Se a vítima, que experimentou um dano, não identificar o nexo causal que leva o ato danoso ao responsável, não há como ser ressarcida[2](grifei) A recorrente busca reparação por dano moral alegando que seu nome foi indevidamente inscrito nos órgãos de proteção ao crédito pelo apelado, que não realizou o negócio jurídico que ensejou a negativação.
Analisando o acervo probatório juntado aos autos, observo que com o apelado demonstrou documentalmente a ocorrência de três fatos importantes para o deslinde da causa: o cadastro da apelante na condição de consultora da empresa Natura Cosméticos S.A (id 3686894), o DANFE da compra dos produtos (id 3686883) e a celebração de instrumento particular de convênio para cessão de direitos e operações e outras avenças entre a Natura Cosméticos S.A e a apelada, como se vê na certidão emitida pelo 10º Cartório de Registro de Títulos e Documentos e Civil de Pessoa Jurídica de São Paulo lançada sob o id 3686888.

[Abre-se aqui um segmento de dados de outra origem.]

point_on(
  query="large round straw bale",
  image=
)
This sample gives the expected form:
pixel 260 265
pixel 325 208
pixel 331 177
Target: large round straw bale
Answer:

Desse modo, a agravada desincumbiu-se do ônus da prova, na forma prevista no art. 373, II do CPC, demovendo, desse modo, a pretensão autoral, pois restou demonstrado o negócio jurídico realizado entre a empresa Natura e a agravante e posterior cessão de direitos da empresa de cosméticos em favor do agravada, o que justifica a negativação nos órgãos restritivos pelo inadimplemento da obrigação.
Assim, não há de se falar em falha na prestação dos serviços a ensejar configuração de danos morais passíveis de reparação, pois a agravada agiu em exercício regular de direito ao promover a inscrição do nome da agravante nos órgãos restritivos.
No que tange ao argumento de que não houve comprovação da entrega da suposta compra efetuada pela agravante, melhor sorte não assiste à recorrente.
De acordo com o documento de id 3686985, vislumbra-se o canhoto de entrega da mercadoria onde é possível se vê o mesmo número do DANFE, com o recebimento sendo feito pela avó da agravante.
Neste sentido, a jurisprudência desta E.
Corte: DIREITO CIVIL E PROCESSUAL CIVIL.
APELAÇÃO.
AÇÃO DE INDENIZAÇÃO POR DANOS MORAIS CUMULADA COM OBRIGAÇÃO DE FAZER E TUTELA ANTECIPADA.
NEGATIVAÇÃO NOS ÓRGÃOS RESTRITIVOS DEVIDA.
NÃO CONFIGURAÇÃO DE FALHA NA PRESTAÇÃO DO SERVIÇO.
COMPROVAÇÃO DE COMPRA DE MERCADORIAS.
INEXISTÊNCIA DE ILÍCITO.
EXERCÍCIO REGULAR DE DIREITO.
SENTENÇA MANTIDA.
APELAÇÃO CONHECIDA E IMPROVIDA.
UNANIMIDADE. I.
A recorrente busca reparação por dano moral alegando que seu nome foi indevidamente inscrito nos órgãos de proteção ao crédito pelo apelado, que não realizou o negócio jurídico que ensejou a negativação.
II.
Analisando o acervo probatório juntado aos autos, observo que com a contestação o apelado demonstrou documentalmente a ocorrência de três fatos importantes para o deslinde da causa: o cadastro da apelante na condição de consultora da empresa Natura Cosméticos S.A, a compra dos produtos que geraram o contrato objeto de inscrição nos órgãos restritivos de crédito e a celebração de instrumento particular de convênio para cessão de direitos e operações e outras avenças entre a Natura Cosméticos S.A e a apelada, como se vê na certidão emitida pelo 10º Cartório de Registro de Títulos e Documentos e Civil de Pessoa Jurídica de São Paulo.
III.
Desse modo, o apelado desincumbiu-se do ônus da prova, na forma prevista no art. 373, II do CPC, demovendo, desse modo, a pretensão autoral, pois restou demonstrado o negócio jurídico realizado entre a empresa Natura e a apelante e posterior cessão de direitos da empresa de cosméticos em favor do apelado, o que justifica a negativação nos órgãos restritivos pelo inadimplemento da obrigação.
IV.
Sentença mantida.
V.
Apelação conhecida e desprovida. (Sala das Sessões da Quinta Câmara Cível do Tribunal de Justiça do Estado do Maranhão, em 25 de março de 2019. Des.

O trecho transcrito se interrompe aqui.